Our tester says: "The manicurist glued tips on all my nails first because they were so short—I'm a biter—and then glued the silk on top. There wasn't the strong chemical smell that I've experienced with acrylics, so the process was quite pleasant—but, at an hour and 15 minutes, long. I thought the results were very natural. The wraps looked really good only for a week, though; after that you could see my real nails growing in underneath."
Manicurists may call these techniques "nail enhancements," but they're not improving the health of your nails. After you remove acrylics, gels, or wraps, your nails will probably feel thinner and more brittle because they've been smoothed down with a file to help the overlays adhere. That said, if you take the proper precautions, no permanent harm should be done. "It's like dyeing your hair; you can damage the existing hair, but once you stop and let it grow out again, it will be the same quality as before," says manicurist Deborah Lippmann. And she knows: A longtime acrylics wearer, she went back to her natural nails eight years ago when she started her own nail care line. The transition will take time—about four to six months to grow an entirely fresh, virgin nail, according to Lenora Felderman, MD, clinical assistant professor of dermatology at Weill Medical College. To use artificial nails safely, the experts recommend that you:
- Say no to drills. They file down the surface of the nails more quickly than a regular nail file, but they can traumatize your cuticles and nail plates. "If your manicurist takes out a drill, just tell her to put it right back," says Thompson.
- Avoid infection. Make sure the manicurist doesn't cut your cuticles and that all tools have been sterilized. "Anything that disrupts the cuticle is opening up a pathway for infection," says Audrey Kunin, MD, associate clinical instructor of dermatology at the University of Kansas School of Medicine (and an acrylics wearer).
- Keep length in check—you still want to be able to button your clothes. But even more important, longer nails are more likely to crack or break. If the impact is strong enough, the break could actually damage your nail plate (and at the very least, it will hurt—as our acrylics tester discovered).
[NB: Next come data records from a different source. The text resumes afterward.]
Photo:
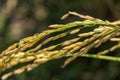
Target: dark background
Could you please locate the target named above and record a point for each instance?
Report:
(22, 18)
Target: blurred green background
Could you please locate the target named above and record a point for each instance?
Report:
(22, 18)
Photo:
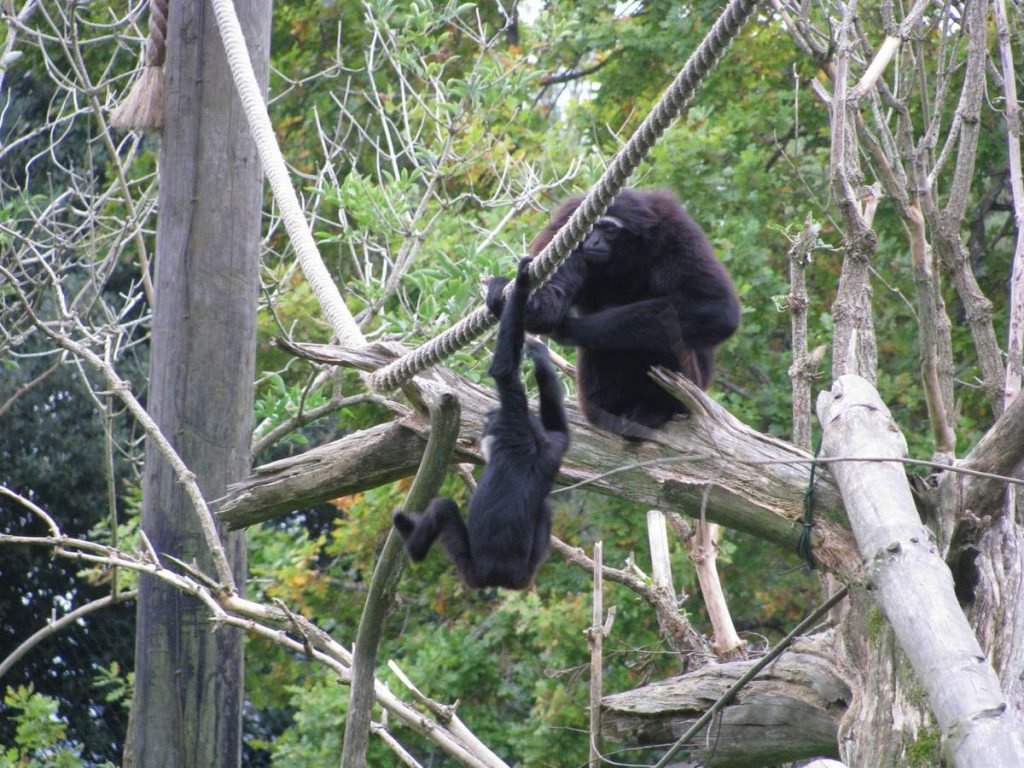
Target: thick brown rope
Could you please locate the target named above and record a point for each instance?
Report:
(594, 205)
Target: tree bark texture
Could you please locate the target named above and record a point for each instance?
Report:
(443, 431)
(912, 587)
(187, 705)
(790, 712)
(757, 481)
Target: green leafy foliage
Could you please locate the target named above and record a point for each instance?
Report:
(40, 734)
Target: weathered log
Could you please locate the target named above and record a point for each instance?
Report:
(757, 482)
(363, 460)
(790, 712)
(911, 583)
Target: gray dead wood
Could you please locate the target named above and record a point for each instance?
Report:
(757, 481)
(788, 712)
(911, 583)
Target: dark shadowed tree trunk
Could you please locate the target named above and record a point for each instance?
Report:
(188, 679)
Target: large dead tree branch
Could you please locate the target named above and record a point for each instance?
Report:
(911, 584)
(757, 481)
(788, 712)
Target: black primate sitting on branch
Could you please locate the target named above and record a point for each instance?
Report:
(647, 290)
(509, 519)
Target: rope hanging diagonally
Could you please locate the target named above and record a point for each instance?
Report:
(666, 111)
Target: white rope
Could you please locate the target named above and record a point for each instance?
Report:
(342, 322)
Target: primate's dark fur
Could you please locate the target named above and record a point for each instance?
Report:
(647, 291)
(509, 520)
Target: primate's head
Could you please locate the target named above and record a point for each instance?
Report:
(597, 246)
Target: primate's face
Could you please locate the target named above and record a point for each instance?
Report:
(600, 243)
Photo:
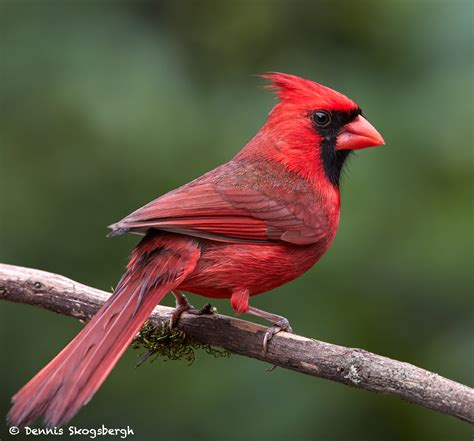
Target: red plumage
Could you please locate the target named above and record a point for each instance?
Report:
(248, 226)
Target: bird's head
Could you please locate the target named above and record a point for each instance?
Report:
(314, 128)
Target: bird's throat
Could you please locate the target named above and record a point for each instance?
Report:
(333, 160)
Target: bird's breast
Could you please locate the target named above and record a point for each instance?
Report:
(223, 268)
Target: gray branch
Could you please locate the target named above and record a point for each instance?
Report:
(353, 367)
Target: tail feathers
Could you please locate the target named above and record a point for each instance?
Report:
(70, 380)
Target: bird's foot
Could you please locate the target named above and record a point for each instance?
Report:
(280, 325)
(182, 305)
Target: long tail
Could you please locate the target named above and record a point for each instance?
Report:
(157, 265)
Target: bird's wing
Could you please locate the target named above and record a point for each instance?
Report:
(226, 214)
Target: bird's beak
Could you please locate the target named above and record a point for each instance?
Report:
(359, 134)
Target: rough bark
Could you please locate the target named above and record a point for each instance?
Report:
(350, 366)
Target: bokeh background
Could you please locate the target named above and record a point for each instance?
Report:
(106, 105)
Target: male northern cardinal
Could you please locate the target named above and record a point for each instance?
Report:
(244, 228)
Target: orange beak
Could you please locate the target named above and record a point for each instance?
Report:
(359, 134)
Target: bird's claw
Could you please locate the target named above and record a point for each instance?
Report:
(178, 311)
(206, 309)
(280, 325)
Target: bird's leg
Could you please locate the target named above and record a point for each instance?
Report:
(182, 305)
(279, 324)
(240, 304)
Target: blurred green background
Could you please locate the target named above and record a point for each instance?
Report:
(106, 105)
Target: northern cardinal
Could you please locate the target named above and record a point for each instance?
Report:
(244, 228)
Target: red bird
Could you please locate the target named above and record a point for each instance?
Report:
(244, 228)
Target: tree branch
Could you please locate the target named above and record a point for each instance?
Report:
(353, 367)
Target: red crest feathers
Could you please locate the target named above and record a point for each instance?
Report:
(300, 91)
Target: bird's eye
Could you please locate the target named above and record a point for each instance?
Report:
(321, 118)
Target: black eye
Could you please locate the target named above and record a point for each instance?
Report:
(321, 118)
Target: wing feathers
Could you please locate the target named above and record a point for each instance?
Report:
(226, 214)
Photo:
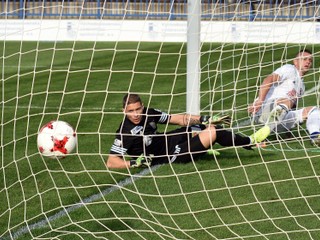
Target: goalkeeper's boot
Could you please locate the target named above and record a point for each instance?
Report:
(315, 139)
(260, 135)
(213, 152)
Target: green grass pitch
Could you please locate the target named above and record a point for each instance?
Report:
(272, 193)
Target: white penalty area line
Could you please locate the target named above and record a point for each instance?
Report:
(127, 181)
(45, 222)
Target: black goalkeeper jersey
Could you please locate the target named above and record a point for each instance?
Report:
(136, 139)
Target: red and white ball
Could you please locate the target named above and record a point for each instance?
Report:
(56, 139)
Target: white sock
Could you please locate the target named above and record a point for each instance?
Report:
(313, 121)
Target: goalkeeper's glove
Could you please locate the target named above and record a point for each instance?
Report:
(141, 161)
(215, 119)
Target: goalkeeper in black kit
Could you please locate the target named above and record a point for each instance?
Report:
(138, 143)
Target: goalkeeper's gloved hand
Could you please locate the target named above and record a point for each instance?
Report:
(141, 161)
(215, 119)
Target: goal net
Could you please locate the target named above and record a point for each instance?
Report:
(74, 61)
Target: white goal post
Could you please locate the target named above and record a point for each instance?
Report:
(201, 57)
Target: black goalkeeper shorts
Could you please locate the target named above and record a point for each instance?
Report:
(180, 146)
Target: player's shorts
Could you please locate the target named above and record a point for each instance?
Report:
(289, 121)
(182, 145)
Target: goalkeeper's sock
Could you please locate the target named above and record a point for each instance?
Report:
(313, 121)
(277, 115)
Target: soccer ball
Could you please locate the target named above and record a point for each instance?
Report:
(56, 139)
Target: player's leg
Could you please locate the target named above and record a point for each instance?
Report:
(312, 114)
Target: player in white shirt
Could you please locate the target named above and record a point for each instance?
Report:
(277, 104)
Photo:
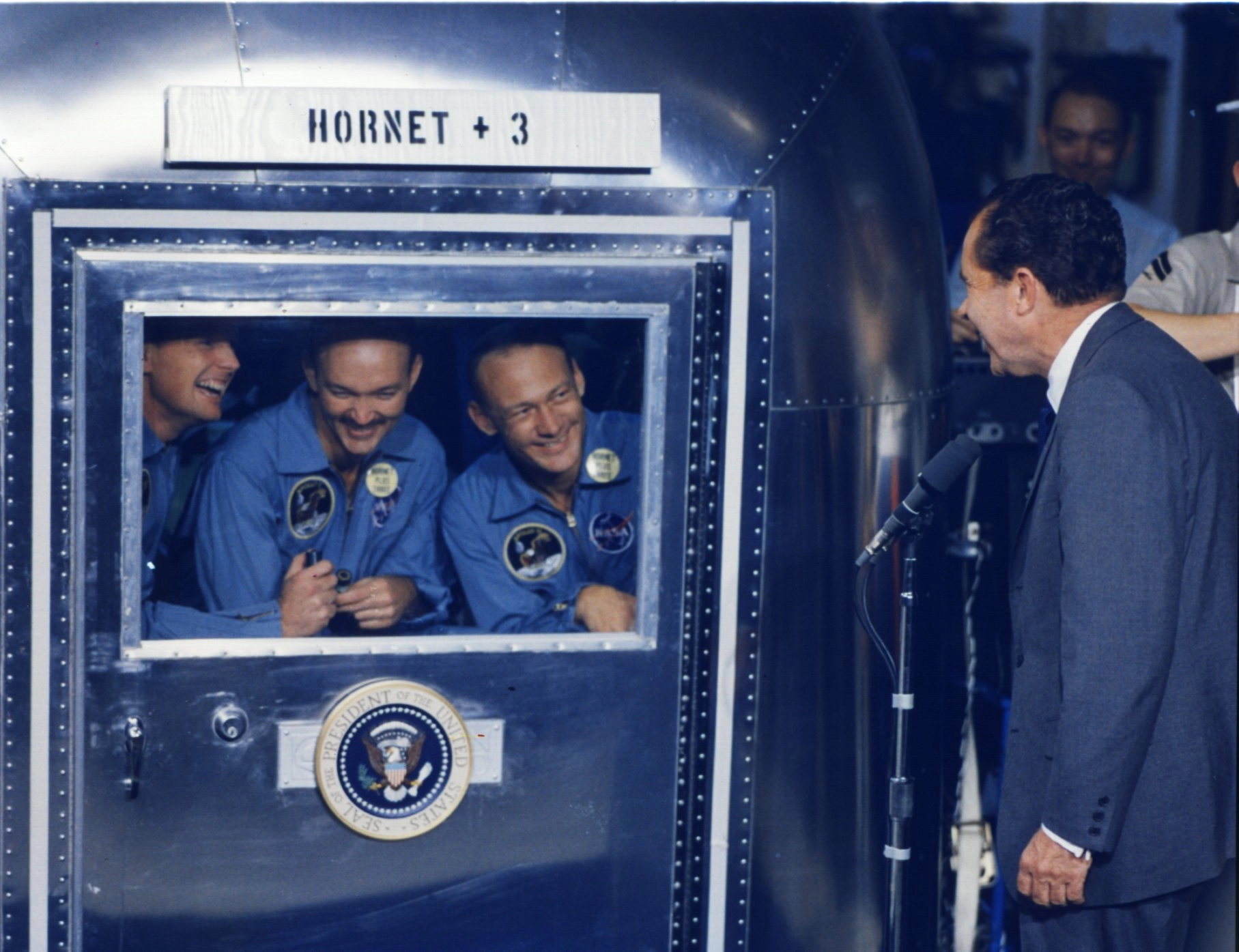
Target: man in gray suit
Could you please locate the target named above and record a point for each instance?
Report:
(1119, 790)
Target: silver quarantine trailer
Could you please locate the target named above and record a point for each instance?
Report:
(737, 227)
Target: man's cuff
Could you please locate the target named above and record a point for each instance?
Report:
(1078, 852)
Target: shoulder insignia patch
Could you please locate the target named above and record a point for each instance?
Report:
(310, 506)
(533, 551)
(612, 532)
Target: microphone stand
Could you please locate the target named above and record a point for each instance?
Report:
(900, 798)
(897, 851)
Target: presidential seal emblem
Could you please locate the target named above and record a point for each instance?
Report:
(533, 551)
(310, 506)
(602, 465)
(393, 760)
(612, 532)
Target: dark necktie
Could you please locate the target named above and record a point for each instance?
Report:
(1044, 422)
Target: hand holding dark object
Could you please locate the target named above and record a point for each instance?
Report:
(308, 597)
(1050, 876)
(601, 608)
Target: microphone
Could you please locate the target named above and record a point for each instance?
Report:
(945, 467)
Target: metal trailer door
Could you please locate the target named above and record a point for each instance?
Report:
(162, 790)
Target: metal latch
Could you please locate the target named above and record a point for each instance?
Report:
(135, 740)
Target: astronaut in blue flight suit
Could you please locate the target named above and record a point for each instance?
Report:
(543, 529)
(341, 470)
(186, 369)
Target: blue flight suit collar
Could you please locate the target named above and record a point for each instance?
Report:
(152, 444)
(513, 494)
(300, 451)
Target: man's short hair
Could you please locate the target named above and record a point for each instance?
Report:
(507, 337)
(1062, 231)
(328, 333)
(162, 330)
(1092, 82)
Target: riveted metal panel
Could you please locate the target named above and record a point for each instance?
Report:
(82, 89)
(728, 114)
(863, 311)
(823, 725)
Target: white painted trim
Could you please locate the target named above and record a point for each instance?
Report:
(40, 579)
(509, 644)
(729, 590)
(395, 308)
(407, 257)
(390, 222)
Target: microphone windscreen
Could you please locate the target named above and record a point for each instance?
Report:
(950, 463)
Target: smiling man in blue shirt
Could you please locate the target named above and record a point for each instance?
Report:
(544, 528)
(187, 366)
(341, 470)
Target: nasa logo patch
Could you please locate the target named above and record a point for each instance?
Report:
(310, 506)
(612, 532)
(533, 551)
(393, 759)
(383, 508)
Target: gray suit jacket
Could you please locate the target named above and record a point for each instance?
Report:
(1124, 612)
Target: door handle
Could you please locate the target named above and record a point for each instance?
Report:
(135, 740)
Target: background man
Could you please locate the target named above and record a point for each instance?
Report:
(543, 529)
(1120, 774)
(186, 371)
(339, 468)
(1197, 276)
(1085, 134)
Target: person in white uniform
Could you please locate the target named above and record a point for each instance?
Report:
(1085, 135)
(1196, 284)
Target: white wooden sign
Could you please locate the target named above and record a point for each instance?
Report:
(413, 128)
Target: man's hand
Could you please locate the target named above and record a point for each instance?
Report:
(1050, 876)
(308, 597)
(601, 608)
(378, 602)
(962, 330)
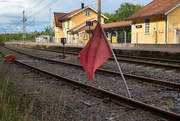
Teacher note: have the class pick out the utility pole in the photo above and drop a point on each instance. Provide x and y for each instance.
(24, 27)
(99, 11)
(4, 35)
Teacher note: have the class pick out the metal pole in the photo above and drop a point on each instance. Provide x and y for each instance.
(24, 27)
(99, 11)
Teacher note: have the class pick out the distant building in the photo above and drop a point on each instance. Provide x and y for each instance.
(157, 23)
(43, 39)
(72, 25)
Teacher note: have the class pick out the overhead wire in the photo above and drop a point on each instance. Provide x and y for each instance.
(43, 9)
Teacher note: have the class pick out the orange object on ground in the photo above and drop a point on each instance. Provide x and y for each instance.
(10, 57)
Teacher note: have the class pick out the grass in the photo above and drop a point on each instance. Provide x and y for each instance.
(13, 107)
(10, 103)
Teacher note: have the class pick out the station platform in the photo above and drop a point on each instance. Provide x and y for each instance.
(164, 51)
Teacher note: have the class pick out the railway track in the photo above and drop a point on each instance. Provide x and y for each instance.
(165, 63)
(107, 95)
(163, 83)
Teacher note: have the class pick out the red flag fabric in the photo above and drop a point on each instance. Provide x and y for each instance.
(96, 51)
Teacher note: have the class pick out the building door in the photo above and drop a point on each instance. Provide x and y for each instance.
(176, 35)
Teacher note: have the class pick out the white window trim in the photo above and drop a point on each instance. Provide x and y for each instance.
(88, 12)
(146, 26)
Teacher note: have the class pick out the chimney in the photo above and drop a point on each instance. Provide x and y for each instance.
(82, 5)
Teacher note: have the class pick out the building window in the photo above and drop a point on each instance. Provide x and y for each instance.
(84, 37)
(87, 12)
(63, 25)
(147, 26)
(68, 24)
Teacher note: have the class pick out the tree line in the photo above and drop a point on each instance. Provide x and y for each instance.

- Be diligent about maintenance. You will need to fill in the space between your cuticles and the artificial nails every ten to 14 days. "Don't wait too long, or moisture could get trapped underneath the nail and it will start to mildew and turn green," says Lippmann. "You'll have to wait for the nail to grow out to get rid of it." Other types of fungi, like yeast, can also breed under there. At the first sign of any discoloration in your natural nail, remove the fakes and get to a dermatologist, who can diagnose the specific problem. Many kinds of nail infections are most effectively treated with an oral antifungal medication.
- Resist the urge to pick or bite off your artificial nails. You could tear, break, or otherwise damage the nail underneath. Ideally, you should return to the salon to have them soaked off in an acetone solution.
One national nail salon chain claims it has a faster, cheaper way to get a tippety-top perfect ten. Dashing Diva's Virtual Nails system simply glues clear, full-cover plastic nails over your natural ones. The plastic nails are amazingly thin and come in 160 sizes, so you can get a perfect fit for your nail bed. Best of all, the process doesn't involve filing the surface of your own nails. We sent a staffer to try them out, and she was thrilled with the results. A full set runs only $26, and the nails look incredibly natural. Too good to be true? Kind of. The salon says the nails should last two weeks, but they began popping off after five days. ("And I'm the opposite of active," says our tester.) The bottom line: Consider them an option if you want to enjoy a few days of gorgeous nails.